If you are a Blackberry user (I am), you probably discovered sometime early this morning that you were not receiving email messages… and then you no doubt learned that pretty much all Blackberries in the entire Western hemisphere were offline since last night. For email, that is… they still worked as a phone, but I mean, you don’t really get a Blackberry for the phone aspect. At this point, basically every major news outlet is covering the story, and I’m sure we can expect the stories to continue for quite some time. The service seems to be back up now (mine is, anyway), but I’m sure it will take a bit for it to be restored everywhere.
Working in my home office today, I actually didn’t notice the outage until I did one of my very occasional scans of Twitter and saw Chris Brogan complaining being stuck on a train without email access. Knowing Chris, I figured I’d give him a quick call and was rewarded with this great quote about his trip around New York:
“Yeah, I was just in Penn Station and there were all these dudes in suits looking down at their hands and getting increasingly frantic!” (Chris Brogan)
Indeed! Given how much the financial industry (as well as the US government!) relies on Blackberries, I’m sure there were a heck of a lot of frantic calls being made all morning.
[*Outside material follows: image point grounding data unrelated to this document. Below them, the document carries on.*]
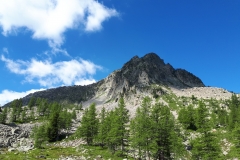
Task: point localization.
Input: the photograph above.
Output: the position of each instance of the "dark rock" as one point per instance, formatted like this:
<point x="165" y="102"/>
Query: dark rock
<point x="137" y="73"/>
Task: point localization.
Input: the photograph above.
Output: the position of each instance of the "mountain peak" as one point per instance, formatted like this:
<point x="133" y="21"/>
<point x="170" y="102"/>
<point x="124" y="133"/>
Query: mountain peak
<point x="135" y="74"/>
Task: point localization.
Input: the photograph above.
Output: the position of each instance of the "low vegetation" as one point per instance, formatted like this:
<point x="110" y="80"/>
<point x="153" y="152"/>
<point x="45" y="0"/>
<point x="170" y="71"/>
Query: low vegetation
<point x="184" y="127"/>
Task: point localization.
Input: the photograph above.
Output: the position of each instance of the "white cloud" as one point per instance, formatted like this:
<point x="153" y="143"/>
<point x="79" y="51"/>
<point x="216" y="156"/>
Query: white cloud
<point x="49" y="19"/>
<point x="5" y="50"/>
<point x="8" y="96"/>
<point x="49" y="74"/>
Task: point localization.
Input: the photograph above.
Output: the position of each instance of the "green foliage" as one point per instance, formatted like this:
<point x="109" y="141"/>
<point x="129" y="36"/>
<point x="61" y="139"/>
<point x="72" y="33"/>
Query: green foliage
<point x="3" y="116"/>
<point x="31" y="102"/>
<point x="54" y="123"/>
<point x="234" y="107"/>
<point x="202" y="120"/>
<point x="65" y="120"/>
<point x="103" y="128"/>
<point x="74" y="114"/>
<point x="206" y="147"/>
<point x="141" y="129"/>
<point x="89" y="125"/>
<point x="23" y="116"/>
<point x="39" y="135"/>
<point x="153" y="132"/>
<point x="118" y="133"/>
<point x="187" y="117"/>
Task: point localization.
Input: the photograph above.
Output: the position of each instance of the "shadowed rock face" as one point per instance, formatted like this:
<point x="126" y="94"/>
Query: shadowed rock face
<point x="138" y="72"/>
<point x="151" y="69"/>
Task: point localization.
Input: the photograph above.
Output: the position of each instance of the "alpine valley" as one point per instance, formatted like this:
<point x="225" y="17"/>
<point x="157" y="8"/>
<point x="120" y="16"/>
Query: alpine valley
<point x="145" y="110"/>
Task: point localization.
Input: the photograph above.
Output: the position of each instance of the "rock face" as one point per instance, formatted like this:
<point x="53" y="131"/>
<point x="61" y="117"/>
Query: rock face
<point x="150" y="69"/>
<point x="16" y="137"/>
<point x="135" y="74"/>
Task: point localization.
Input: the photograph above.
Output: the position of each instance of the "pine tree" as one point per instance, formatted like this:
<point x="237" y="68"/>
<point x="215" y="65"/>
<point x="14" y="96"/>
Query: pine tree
<point x="53" y="127"/>
<point x="123" y="120"/>
<point x="141" y="129"/>
<point x="23" y="116"/>
<point x="89" y="125"/>
<point x="3" y="116"/>
<point x="164" y="135"/>
<point x="31" y="103"/>
<point x="202" y="120"/>
<point x="103" y="128"/>
<point x="187" y="118"/>
<point x="74" y="114"/>
<point x="234" y="107"/>
<point x="206" y="145"/>
<point x="40" y="136"/>
<point x="235" y="149"/>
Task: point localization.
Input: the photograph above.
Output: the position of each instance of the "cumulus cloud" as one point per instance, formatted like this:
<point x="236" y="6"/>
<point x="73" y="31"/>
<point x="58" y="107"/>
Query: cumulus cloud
<point x="8" y="96"/>
<point x="49" y="74"/>
<point x="5" y="50"/>
<point x="49" y="19"/>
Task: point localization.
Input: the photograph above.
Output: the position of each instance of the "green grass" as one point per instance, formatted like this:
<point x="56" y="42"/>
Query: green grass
<point x="54" y="153"/>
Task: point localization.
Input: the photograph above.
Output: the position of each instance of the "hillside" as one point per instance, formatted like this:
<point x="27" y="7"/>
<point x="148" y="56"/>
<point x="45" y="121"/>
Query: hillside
<point x="144" y="93"/>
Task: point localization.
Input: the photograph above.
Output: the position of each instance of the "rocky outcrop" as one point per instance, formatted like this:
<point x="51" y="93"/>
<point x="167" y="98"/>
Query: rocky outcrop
<point x="134" y="75"/>
<point x="16" y="137"/>
<point x="142" y="72"/>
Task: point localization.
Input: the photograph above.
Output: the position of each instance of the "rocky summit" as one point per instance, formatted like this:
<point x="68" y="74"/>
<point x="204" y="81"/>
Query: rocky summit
<point x="128" y="107"/>
<point x="135" y="74"/>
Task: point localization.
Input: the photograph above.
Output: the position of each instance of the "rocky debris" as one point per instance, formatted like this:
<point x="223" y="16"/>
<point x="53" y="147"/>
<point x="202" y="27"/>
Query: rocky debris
<point x="133" y="76"/>
<point x="16" y="137"/>
<point x="203" y="92"/>
<point x="71" y="143"/>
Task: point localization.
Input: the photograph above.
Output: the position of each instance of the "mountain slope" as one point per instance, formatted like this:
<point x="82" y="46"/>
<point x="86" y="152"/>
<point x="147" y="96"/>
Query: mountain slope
<point x="135" y="74"/>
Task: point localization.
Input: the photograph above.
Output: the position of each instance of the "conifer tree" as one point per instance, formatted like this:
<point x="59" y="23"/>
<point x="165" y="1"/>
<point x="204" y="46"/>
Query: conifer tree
<point x="102" y="129"/>
<point x="141" y="129"/>
<point x="3" y="116"/>
<point x="40" y="136"/>
<point x="123" y="120"/>
<point x="89" y="125"/>
<point x="164" y="136"/>
<point x="23" y="116"/>
<point x="31" y="103"/>
<point x="205" y="146"/>
<point x="235" y="149"/>
<point x="187" y="117"/>
<point x="234" y="107"/>
<point x="53" y="127"/>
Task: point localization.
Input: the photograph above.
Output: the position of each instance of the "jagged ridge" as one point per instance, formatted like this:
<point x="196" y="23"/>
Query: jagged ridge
<point x="137" y="72"/>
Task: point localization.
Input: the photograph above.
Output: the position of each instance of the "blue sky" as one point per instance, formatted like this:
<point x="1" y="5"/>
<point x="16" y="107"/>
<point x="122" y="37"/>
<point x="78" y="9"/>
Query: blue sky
<point x="51" y="43"/>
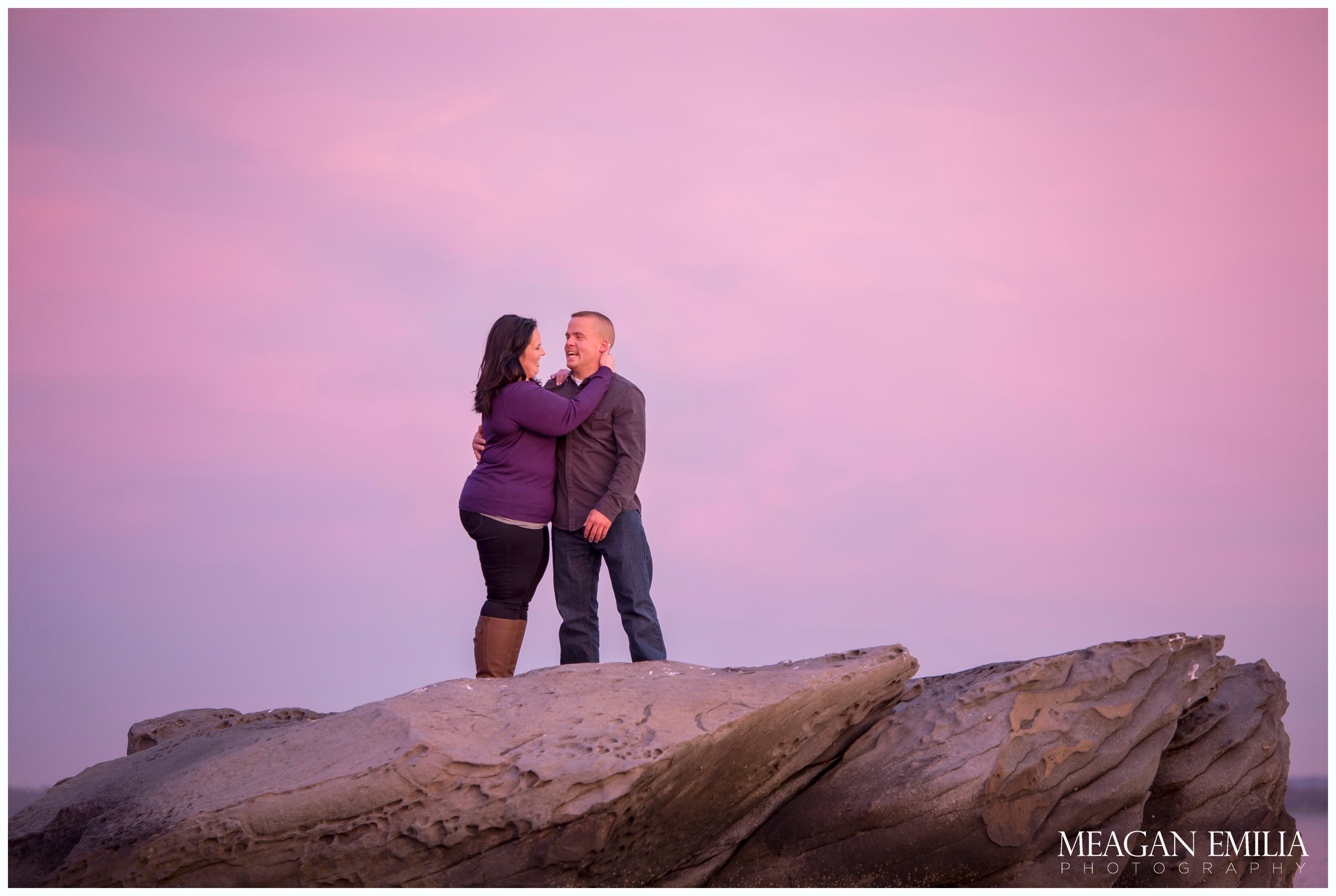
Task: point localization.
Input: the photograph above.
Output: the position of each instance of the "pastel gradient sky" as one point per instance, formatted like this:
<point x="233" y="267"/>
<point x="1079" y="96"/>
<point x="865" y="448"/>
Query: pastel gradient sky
<point x="994" y="334"/>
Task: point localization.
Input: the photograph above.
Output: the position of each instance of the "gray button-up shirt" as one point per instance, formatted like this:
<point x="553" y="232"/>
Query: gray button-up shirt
<point x="599" y="464"/>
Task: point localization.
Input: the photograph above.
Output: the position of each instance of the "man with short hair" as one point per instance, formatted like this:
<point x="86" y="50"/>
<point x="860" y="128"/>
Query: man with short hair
<point x="598" y="512"/>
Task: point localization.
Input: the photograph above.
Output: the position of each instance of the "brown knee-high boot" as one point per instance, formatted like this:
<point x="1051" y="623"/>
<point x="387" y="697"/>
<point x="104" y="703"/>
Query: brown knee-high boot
<point x="496" y="647"/>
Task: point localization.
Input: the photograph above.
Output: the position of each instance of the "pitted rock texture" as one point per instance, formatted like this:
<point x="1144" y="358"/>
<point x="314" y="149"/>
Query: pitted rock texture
<point x="1226" y="770"/>
<point x="151" y="732"/>
<point x="614" y="774"/>
<point x="970" y="779"/>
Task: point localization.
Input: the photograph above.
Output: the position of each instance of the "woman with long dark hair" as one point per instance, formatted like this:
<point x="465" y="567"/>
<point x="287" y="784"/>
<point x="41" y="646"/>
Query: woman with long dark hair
<point x="509" y="497"/>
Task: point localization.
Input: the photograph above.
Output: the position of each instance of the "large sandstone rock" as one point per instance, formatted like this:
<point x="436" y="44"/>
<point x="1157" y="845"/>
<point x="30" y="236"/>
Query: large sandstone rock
<point x="1226" y="770"/>
<point x="151" y="732"/>
<point x="972" y="780"/>
<point x="615" y="774"/>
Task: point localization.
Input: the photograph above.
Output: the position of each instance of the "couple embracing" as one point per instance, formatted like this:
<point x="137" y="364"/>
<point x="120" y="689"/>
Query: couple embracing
<point x="568" y="453"/>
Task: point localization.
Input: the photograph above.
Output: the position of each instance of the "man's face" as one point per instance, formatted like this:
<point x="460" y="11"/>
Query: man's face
<point x="584" y="341"/>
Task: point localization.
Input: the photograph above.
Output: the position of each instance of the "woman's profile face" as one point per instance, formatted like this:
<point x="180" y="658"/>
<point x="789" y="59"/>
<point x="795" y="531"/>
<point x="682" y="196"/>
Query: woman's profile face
<point x="529" y="360"/>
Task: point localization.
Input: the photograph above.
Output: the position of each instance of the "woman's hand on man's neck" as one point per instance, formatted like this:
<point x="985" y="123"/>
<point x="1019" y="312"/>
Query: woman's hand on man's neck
<point x="586" y="371"/>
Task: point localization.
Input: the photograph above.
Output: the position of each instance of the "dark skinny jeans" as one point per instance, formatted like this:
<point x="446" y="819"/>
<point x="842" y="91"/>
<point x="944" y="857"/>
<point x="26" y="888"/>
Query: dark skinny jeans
<point x="514" y="561"/>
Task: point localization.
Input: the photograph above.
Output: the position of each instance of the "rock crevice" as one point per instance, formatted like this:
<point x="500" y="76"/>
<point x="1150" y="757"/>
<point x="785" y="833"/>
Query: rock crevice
<point x="837" y="771"/>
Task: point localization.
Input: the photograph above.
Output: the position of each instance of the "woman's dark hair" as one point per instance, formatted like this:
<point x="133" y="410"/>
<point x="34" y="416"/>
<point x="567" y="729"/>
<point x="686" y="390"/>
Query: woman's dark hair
<point x="501" y="365"/>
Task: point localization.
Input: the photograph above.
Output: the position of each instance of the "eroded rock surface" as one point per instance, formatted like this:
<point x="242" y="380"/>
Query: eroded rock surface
<point x="972" y="780"/>
<point x="151" y="732"/>
<point x="1226" y="771"/>
<point x="612" y="774"/>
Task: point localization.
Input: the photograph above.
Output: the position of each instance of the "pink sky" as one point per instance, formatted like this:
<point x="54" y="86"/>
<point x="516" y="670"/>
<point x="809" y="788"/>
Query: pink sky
<point x="994" y="334"/>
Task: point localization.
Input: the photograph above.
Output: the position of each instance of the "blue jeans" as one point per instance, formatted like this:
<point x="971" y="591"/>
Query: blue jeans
<point x="575" y="576"/>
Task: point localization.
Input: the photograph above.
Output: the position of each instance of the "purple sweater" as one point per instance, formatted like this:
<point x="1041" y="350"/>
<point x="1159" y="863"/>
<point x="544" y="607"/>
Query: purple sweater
<point x="519" y="469"/>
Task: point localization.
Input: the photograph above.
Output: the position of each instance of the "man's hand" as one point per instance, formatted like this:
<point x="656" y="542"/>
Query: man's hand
<point x="596" y="527"/>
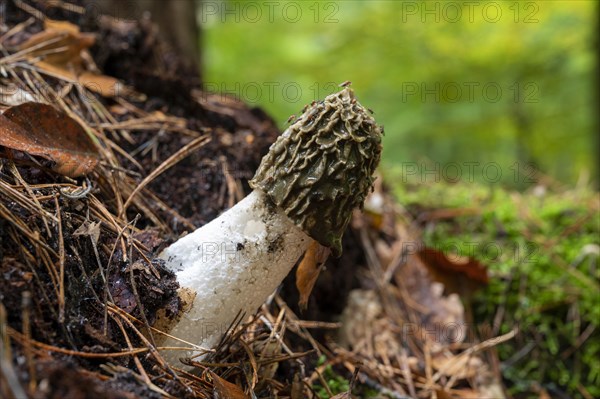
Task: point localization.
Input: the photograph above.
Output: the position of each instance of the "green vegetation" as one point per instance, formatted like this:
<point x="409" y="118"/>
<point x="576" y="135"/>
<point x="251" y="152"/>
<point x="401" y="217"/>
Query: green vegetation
<point x="499" y="81"/>
<point x="541" y="250"/>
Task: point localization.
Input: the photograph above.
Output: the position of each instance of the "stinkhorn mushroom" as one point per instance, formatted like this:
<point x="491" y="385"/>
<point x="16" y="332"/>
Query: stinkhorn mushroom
<point x="305" y="188"/>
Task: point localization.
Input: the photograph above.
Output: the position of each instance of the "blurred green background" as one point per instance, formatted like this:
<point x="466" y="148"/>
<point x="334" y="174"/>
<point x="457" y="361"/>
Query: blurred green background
<point x="472" y="91"/>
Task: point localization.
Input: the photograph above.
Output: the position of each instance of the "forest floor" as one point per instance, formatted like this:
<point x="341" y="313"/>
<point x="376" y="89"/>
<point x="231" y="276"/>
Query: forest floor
<point x="131" y="153"/>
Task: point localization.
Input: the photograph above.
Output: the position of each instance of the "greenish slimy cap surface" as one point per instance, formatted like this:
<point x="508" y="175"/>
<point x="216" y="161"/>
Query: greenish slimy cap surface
<point x="322" y="166"/>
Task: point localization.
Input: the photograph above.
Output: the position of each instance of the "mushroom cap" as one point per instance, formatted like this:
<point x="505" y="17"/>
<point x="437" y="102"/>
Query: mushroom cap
<point x="322" y="166"/>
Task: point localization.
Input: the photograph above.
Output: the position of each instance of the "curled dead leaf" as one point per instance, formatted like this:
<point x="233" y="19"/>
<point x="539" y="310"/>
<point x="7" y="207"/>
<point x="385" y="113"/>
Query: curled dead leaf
<point x="309" y="269"/>
<point x="459" y="274"/>
<point x="40" y="129"/>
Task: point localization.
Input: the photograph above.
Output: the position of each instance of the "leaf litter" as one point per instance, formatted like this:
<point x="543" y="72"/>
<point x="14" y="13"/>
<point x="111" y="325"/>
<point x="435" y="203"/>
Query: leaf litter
<point x="95" y="181"/>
As a network technology geek, I’ll be curious to see what information comes out later about the cause. ComputerWorld is running speculation that it may have had to do with issues with one of RIM’s Network Operations Centers (NOCs), but that is, at the moment, purely speculation and may be a red herring. (Although it does raise another issue of why RIM has two NOCs that are both located in Canada. With a global service such that they have, I would have thought that they would have gone for greater geographic distribution!)
In any event, something like this will definitely serve to remind people of how addicted they are to “push e-mail” and will undoubtedly cause larger customers to ask RIM serious questions about network availability (and perhaps to consider other alternatives). Having some friends working at RIM (with whom I have not touched base), I can only hope they get it all sorted out rather soon.
Since it was a multiple-carrier outage, it was certainly an outage at RIM’s NOC. Unlike a lot of mobile-messaging things, RIM still handles the processing that you’d expect that the carrier was doing (even for enterprise BlackBerrys!), so if it affects two unrelated carriers, it’s just a matter of following things upstream.
But don’t confuse geographic distribution with international distribution. We made that mistake once 🙂 The main advantage of distributing things internationally is legal; if country A decides to interfere with your business, you move it to country B where you have infrastructure ready to go.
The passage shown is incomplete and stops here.